Telangiectasia is the term used to describe the permanent dilation of small blood vessels, creating small, red markings on the skin and mucous membranes. Essential or primary telangiectasia refers to capillary dilation of unknown origin. No preceding or coexisting skin or internal disease is present. Generalised essential telangiectasia is just one type of primary telangiectasia and is given this name because of its widespread distribution pattern over the body. Other primary telangiectases include angioma serpiginosum, ataxia-telangiectasia and spider telangiectasis.
What is the cause of generalised essential telangiectasia?
The cause of generalised essential telangiectasia remains unclear. Sometimes there may be a family history, which suggests a genetic component.
- It is not associated with varicose veins or other venous disorders.
- Environmental factors such as sun exposure may possibly play a part in its development.
Who gets generalised essential telangiectasia?

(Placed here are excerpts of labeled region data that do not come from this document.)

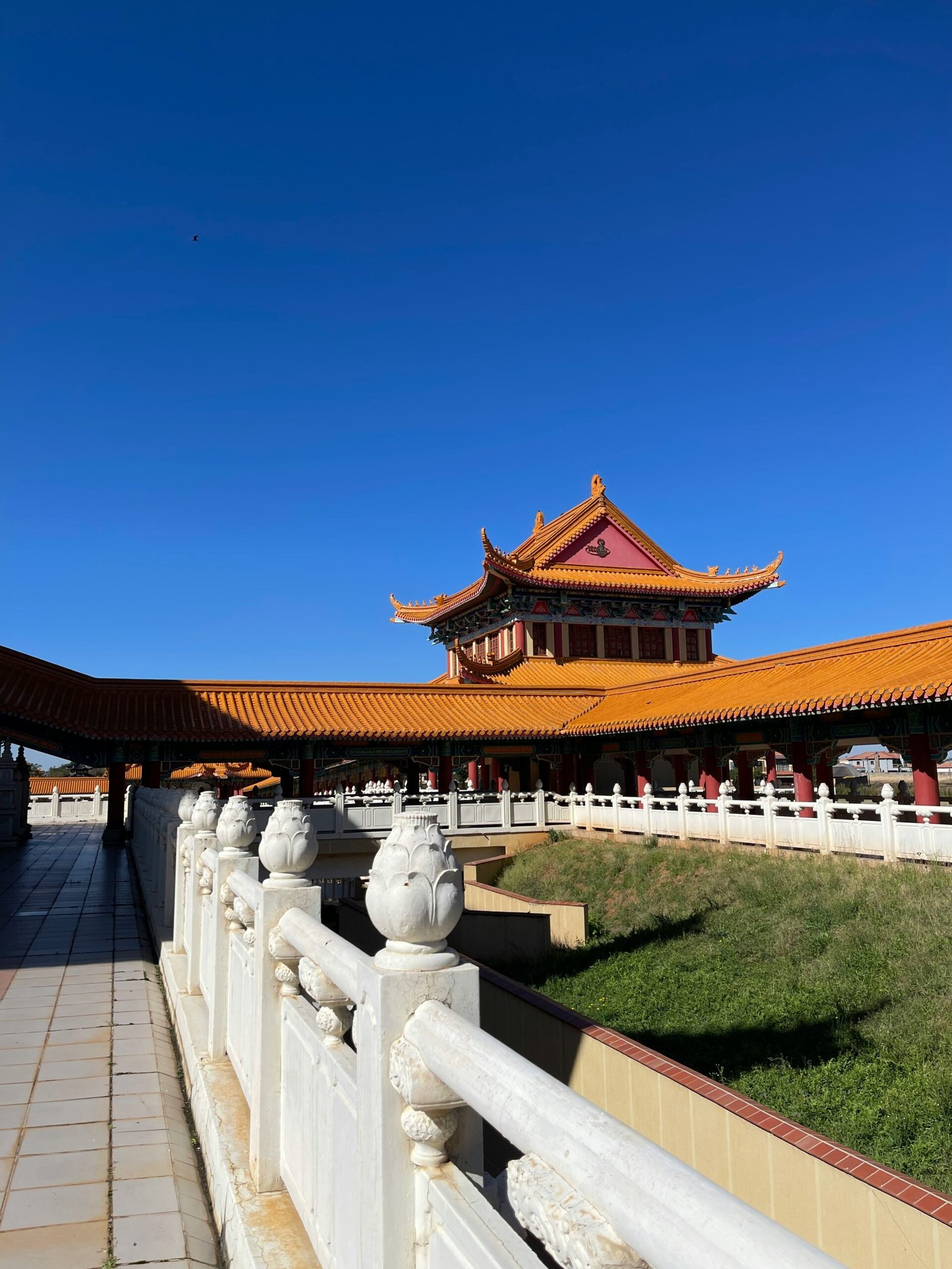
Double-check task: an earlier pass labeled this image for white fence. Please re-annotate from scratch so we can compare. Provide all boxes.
[132,789,835,1269]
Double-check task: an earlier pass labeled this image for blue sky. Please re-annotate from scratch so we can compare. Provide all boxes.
[0,0,952,726]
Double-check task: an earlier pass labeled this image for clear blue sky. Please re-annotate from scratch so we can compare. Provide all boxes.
[0,0,952,705]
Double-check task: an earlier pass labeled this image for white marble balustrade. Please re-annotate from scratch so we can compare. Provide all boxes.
[132,789,835,1269]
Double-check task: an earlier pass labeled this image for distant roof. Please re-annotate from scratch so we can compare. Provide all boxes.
[390,476,783,626]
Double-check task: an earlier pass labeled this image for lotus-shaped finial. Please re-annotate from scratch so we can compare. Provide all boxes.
[367,811,464,970]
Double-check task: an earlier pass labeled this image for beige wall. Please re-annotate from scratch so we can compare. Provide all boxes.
[465,866,589,948]
[480,973,952,1269]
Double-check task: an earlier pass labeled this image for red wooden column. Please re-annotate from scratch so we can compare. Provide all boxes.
[103,760,126,847]
[670,754,688,792]
[698,745,724,814]
[635,753,651,797]
[815,754,837,797]
[439,754,453,793]
[914,731,940,822]
[788,740,816,820]
[734,748,754,802]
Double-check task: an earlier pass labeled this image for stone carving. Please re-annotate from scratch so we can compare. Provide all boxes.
[506,1154,651,1269]
[400,1107,457,1167]
[258,798,317,888]
[367,811,464,970]
[179,789,198,823]
[390,1036,466,1113]
[193,789,221,832]
[215,793,258,854]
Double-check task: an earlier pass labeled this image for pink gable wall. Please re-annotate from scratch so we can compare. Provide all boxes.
[551,515,664,572]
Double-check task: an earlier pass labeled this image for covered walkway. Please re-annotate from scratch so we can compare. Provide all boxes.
[0,823,218,1269]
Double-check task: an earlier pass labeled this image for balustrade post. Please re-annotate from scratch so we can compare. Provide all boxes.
[171,789,198,955]
[249,798,321,1193]
[717,781,730,847]
[641,784,655,838]
[816,784,832,856]
[678,782,691,841]
[356,812,480,1269]
[207,793,258,1061]
[185,789,221,996]
[499,781,513,829]
[762,781,777,856]
[878,784,900,864]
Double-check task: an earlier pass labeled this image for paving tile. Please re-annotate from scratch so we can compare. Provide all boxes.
[113,1176,180,1215]
[0,1221,109,1269]
[113,1212,185,1264]
[37,1046,109,1082]
[11,1149,109,1189]
[27,1098,109,1128]
[30,1074,109,1103]
[0,1182,109,1232]
[113,1141,173,1182]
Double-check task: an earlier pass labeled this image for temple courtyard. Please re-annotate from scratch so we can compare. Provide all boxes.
[0,823,218,1269]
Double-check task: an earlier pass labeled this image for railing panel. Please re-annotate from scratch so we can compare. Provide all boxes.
[459,801,503,829]
[198,895,215,1000]
[427,1164,542,1269]
[227,932,256,1101]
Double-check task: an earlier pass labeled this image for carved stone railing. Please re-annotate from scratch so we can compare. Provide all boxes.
[133,791,848,1269]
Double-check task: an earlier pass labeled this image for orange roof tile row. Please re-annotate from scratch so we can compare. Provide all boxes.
[390,477,783,624]
[0,622,952,741]
[566,622,952,735]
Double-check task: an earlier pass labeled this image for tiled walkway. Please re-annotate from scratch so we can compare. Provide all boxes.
[0,823,218,1269]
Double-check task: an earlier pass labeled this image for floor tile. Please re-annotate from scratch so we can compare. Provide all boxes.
[0,1182,109,1232]
[113,1212,185,1264]
[11,1149,109,1189]
[0,1221,109,1269]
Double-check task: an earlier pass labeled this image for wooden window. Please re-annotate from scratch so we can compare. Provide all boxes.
[638,626,666,661]
[569,626,597,656]
[606,626,631,661]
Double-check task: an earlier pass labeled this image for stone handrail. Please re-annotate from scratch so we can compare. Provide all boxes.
[403,1000,837,1269]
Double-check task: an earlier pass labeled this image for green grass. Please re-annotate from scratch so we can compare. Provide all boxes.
[497,839,952,1192]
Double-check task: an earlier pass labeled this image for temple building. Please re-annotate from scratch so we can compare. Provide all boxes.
[391,476,783,685]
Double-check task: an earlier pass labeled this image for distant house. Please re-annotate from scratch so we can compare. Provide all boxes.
[847,748,912,775]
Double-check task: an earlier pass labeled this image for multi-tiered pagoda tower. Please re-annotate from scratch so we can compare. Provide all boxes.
[391,476,783,684]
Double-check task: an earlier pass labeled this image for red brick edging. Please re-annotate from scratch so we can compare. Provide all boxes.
[478,964,952,1226]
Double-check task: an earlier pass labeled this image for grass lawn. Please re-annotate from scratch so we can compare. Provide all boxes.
[497,839,952,1192]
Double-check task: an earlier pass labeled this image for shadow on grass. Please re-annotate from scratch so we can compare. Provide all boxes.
[637,999,888,1084]
[508,907,712,987]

Generalised essential telangiectasia usually first appears around 40–50 years of age and affects women more often than men.
What are the signs and symptoms of essential telangiectasia?
Generalised essential telangiectasia is characterised by the following features:
- Red or pink dilated capillary blood vessels, usually less than 0.2mm in diameter in a lacework or branch-like pattern
- Most often found on the feet, ankles and lower legs but may appear on the trunk and upper body parts such as hands and arms
- When pressure is placed on the affected sites, blanching occurs temporarily before blood refills the space
- Telangiectases may join together to form a diffuse red patch
- Usually symptomless but tingling or numbness may arise.
Telangiectases may be slow or fast to develop. They usually gradually spread to other parts of the body. They persist indefinitely and do not spontaneously resolve.
Apart from the emotional distress that may be caused by the telangiectases, generalised essential telangiectasia is a benign condition that is not associated with any physical complications.
What treatments are available?
It is very difficult to remove the telangiectases of generalised essential telangiectasia. Patients whom are self-conscious may use cover-up cosmetics or self-tanning lotions to hide the telangiectases.
They are usually unresponsive to sclerotherapy. Recently, various vascular lasers (frequency-doubled Nd-YAG, copper bromide and pulsed-dye lasers) have shown promise in the treatment of generalised essential telangiectasia.